Hoops Hypothesis

Hypothesis: The outcome of any pick-up basketball game depends more strongly on the match-up between the two worst players on each team than the match-up between the two best players on each team.

Argument: If the talent differential between the worst players is sufficiently large, then on defense, the better of the two is essentially free to double-team the other team’s best player on every single possession, while the reverse is not true. Thus, the team with the single worst player is effectively playing four-on-five against the team with the second-worst player, and it’s rare for the best player to be better than the second-best player by enough to overcome that numerical disadvantage.

Conclusion: This means that, when it comes time to pick teams, it’s more important to avoid getting the worst player on your team than to actively seek to get the best player on your team.

Discuss.

8 thoughts on “Hoops Hypothesis

  1. Thanks You! I forwarded this to my two guards (son and daughter). One’s in college, the other on a 6th grade feeder team, they both play sports, and into ChemE and NASA. I think they’ll get it and appreciate it too!
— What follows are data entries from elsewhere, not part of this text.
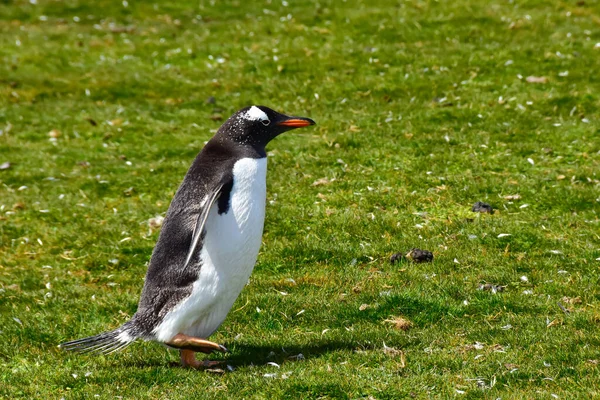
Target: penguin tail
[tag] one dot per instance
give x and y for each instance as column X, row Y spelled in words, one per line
column 104, row 343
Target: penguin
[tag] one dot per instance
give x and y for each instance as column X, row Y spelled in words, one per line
column 208, row 243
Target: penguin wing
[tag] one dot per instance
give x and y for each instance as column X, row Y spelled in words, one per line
column 212, row 196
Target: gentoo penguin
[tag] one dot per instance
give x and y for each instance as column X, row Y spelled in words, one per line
column 208, row 243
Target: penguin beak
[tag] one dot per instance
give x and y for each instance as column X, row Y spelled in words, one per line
column 296, row 122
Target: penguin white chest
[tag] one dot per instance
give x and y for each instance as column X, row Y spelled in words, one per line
column 228, row 254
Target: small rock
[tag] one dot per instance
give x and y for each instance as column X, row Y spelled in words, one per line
column 54, row 133
column 482, row 207
column 396, row 257
column 536, row 79
column 419, row 256
column 492, row 288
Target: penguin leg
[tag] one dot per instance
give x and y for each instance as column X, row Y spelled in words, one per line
column 188, row 359
column 185, row 342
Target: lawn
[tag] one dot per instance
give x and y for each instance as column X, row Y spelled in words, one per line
column 422, row 107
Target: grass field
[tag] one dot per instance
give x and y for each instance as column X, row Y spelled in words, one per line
column 423, row 108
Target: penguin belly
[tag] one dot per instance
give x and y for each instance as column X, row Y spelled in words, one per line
column 227, row 257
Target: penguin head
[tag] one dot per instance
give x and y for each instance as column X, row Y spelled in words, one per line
column 258, row 125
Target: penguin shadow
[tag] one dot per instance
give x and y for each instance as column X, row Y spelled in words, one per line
column 246, row 355
column 242, row 355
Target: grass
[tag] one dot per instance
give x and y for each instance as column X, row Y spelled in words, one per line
column 423, row 108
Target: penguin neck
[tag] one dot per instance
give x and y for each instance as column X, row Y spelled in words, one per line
column 243, row 150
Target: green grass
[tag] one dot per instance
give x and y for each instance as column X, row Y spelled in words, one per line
column 423, row 108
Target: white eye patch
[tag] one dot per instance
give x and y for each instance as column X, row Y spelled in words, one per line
column 256, row 114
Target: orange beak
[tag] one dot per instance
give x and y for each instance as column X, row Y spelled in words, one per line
column 297, row 122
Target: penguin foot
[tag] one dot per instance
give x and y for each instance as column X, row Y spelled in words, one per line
column 188, row 360
column 185, row 342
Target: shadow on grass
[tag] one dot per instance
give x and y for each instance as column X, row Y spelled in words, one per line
column 245, row 355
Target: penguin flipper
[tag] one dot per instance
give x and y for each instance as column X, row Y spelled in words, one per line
column 201, row 221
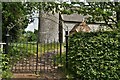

  2. Im Danish, so soccer for me. But i would disagree. Then there would be no reason for the big spread at pay day. But that’s in the pro world. After hours ball, i dont know basket to see if it’s true. But in soccer, hands down, it is better to have the best man.

  3. Mads Keller, if you are looking at how much players are worth, you must take into account the commercial value they represent. It’s not only about Beckham being better than Roberto Carlos (or vice versa), but also about Beckham being a… better brand. Yeah, it’s sad how soccer is commercialized these days.

  4. You just verified every non-athletic fifth-grader’s recease nightmare. Well done sir

  5. I must have played a different sort of pick-up game than you. In my experience (typically with a lot of enthusiastic but not
    particularly polished players) it’s the talent differential at
    the top one or two players. And if one team has a point guardish outside guy and a good athletic tall inside guy and they know how to play together, that’s pretty much it. Although I’m assuming 5 on 5 here, 3 on 3, or 2 on 2, number 3 or two is more important. But numbers 4 and 5 mostly do hustle stuff (rebounds, loose balls, garbage buckets). YMMV and all that.

  6. I wasn’t intending to crush anyone’s self-esteem– this is just an observation from the last couple of weeks of lunchtime games.

    I suppose the sample may be skewed by the fact that this is a regular game, and the players are always a subset of a limited number of people. We all know each other, and know each other’s game, so everybody in the gym knows which guys can be left completely alone on defense.

    I suspect that the same effect should hold for more random pick-up situations, though it might be masked by the lack of clear knowledge about who you can leave alone, and who can score on their own.

  7. I’d agree that the dropoff in talent in your typical pickup game doesn’t happen between the two best players, but I’m not sure it happens at the two worst players. The generalization would be that there’s a 50% chance of having an odd number of competent players on the court and the team with more competent players pretty much always wins.